I agree with Mark Cuban that the fundamental technologies that underly the Internet (DNS and TCP/IP) and the Web in particular (HTTP and HTML) are quite stable and are unlikely to undergo any radical changes anytime soon. If you are a fan of Internet infrastructure then the current world is quite boring because we aren't likely to ever see an Internet based on IPv8 or a Web based on HTTP 3.0. In addition, it is clear that the relative stability in the Web development environment and increase in the number of people with high bandwidth connections is what has led a number of the trends that are collectively grouped as "Web 2.0".

However Mark Cuban goes off the rails when he confuses his vision of the future of media as the only explosive exciting ideas that can be enabled by a global network like the Internet. Mark Cuban is an investor in HDNet which is a company that creates and distributes professionally produced content in high definition video formats. Mark would love nothing more than to distribute his content over the Internet especially since lack of interest in HDNet in the cable TV universe (I couldn't find any cable company on the Where to Watch HDNet page that actually carried the channel).

Unfortunately, Mark Cuban's vision of distributing high definition video over the Internet has two problems. The first is the fact that distributing high quality video of the Web is too expensive and the bandwidth of the average Web user is insufficient to make the user experience pleasant. The second is that people on the Web have already spoken and content trumps media quality any day of the week. Remember when pundits used to claim that consumers wouldn't choose lossy, compressed audio on the Web over lossless music formats? I guess no one brings that up anymore given the success of the MP3 format and the iPod. Mark Cuban is repeating the same mistake with his HDNet misadventure.  User generated, poor quality video on sites like YouTube and larger library of content on sites like Netflix: Instant Viewing is going to trump the limited line up on services like HDNet regardless of how much higher definition the video quality gets.

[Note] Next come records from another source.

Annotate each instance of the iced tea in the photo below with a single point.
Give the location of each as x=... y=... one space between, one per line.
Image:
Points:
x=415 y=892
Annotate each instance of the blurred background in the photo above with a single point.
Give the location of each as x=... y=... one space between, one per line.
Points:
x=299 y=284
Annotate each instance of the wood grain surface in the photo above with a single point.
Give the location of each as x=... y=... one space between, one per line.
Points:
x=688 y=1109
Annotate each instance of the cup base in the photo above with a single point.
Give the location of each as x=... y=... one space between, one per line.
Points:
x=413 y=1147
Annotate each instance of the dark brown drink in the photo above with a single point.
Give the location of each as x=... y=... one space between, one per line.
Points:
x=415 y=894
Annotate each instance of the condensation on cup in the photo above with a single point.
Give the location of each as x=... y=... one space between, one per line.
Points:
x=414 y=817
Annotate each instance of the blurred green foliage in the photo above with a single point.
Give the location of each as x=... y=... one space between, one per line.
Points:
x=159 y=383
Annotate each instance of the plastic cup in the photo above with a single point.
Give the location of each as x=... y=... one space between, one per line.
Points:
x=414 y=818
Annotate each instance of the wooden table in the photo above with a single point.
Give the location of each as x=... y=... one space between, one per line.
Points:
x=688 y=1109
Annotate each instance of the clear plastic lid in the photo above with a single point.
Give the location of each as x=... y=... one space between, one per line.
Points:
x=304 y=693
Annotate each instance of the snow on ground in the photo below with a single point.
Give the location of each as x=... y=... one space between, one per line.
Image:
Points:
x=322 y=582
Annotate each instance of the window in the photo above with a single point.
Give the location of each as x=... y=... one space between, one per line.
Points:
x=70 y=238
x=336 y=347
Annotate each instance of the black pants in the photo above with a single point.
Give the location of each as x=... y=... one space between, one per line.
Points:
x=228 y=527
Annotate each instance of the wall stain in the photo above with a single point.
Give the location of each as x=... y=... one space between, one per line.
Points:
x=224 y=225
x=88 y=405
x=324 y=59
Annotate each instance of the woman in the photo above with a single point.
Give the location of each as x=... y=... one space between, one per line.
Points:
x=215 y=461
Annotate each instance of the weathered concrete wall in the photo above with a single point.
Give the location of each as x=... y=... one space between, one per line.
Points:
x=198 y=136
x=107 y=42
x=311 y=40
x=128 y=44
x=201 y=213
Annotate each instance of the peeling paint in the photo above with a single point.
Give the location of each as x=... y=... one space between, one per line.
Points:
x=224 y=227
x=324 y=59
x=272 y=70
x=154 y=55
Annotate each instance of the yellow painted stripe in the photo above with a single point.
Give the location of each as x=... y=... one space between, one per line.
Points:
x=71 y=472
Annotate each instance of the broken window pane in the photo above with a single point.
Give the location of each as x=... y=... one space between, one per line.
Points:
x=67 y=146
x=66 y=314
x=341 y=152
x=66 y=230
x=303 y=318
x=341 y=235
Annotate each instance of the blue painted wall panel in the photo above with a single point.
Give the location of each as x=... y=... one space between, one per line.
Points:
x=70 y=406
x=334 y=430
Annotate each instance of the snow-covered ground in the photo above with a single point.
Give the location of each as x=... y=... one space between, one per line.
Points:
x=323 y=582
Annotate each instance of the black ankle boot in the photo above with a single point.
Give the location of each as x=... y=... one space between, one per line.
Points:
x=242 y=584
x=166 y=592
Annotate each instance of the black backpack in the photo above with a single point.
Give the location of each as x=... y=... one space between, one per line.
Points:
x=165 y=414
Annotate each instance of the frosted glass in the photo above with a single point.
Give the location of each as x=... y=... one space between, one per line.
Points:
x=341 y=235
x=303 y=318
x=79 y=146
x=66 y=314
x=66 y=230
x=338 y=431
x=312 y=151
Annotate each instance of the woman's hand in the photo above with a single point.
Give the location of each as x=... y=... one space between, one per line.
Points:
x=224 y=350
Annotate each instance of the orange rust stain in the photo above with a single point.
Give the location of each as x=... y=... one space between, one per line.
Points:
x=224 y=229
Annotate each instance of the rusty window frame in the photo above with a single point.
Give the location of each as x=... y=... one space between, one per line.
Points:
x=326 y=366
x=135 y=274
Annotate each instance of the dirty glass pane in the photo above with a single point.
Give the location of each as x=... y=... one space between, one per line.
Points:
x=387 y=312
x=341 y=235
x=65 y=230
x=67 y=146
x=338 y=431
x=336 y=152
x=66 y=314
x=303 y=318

Mark Cuban has bet on a losing horse and he doesn't realize it yet. The world has changed on him and he's still trying to work within an expired paradigm. It's like a newspaper magnate blaming printer manufacturers for not making it easy to print a newspaper off of the Web instead of coming to grips with the fact that the Internet with its blogging/social media/user generated content/craig's list and all that other malarky has turned his industry on its head.

This is what it looks like when a billionairre has made a bad investment and doesn't know how to recognize the smell of failure blasting his nostrils with its pungent aroma.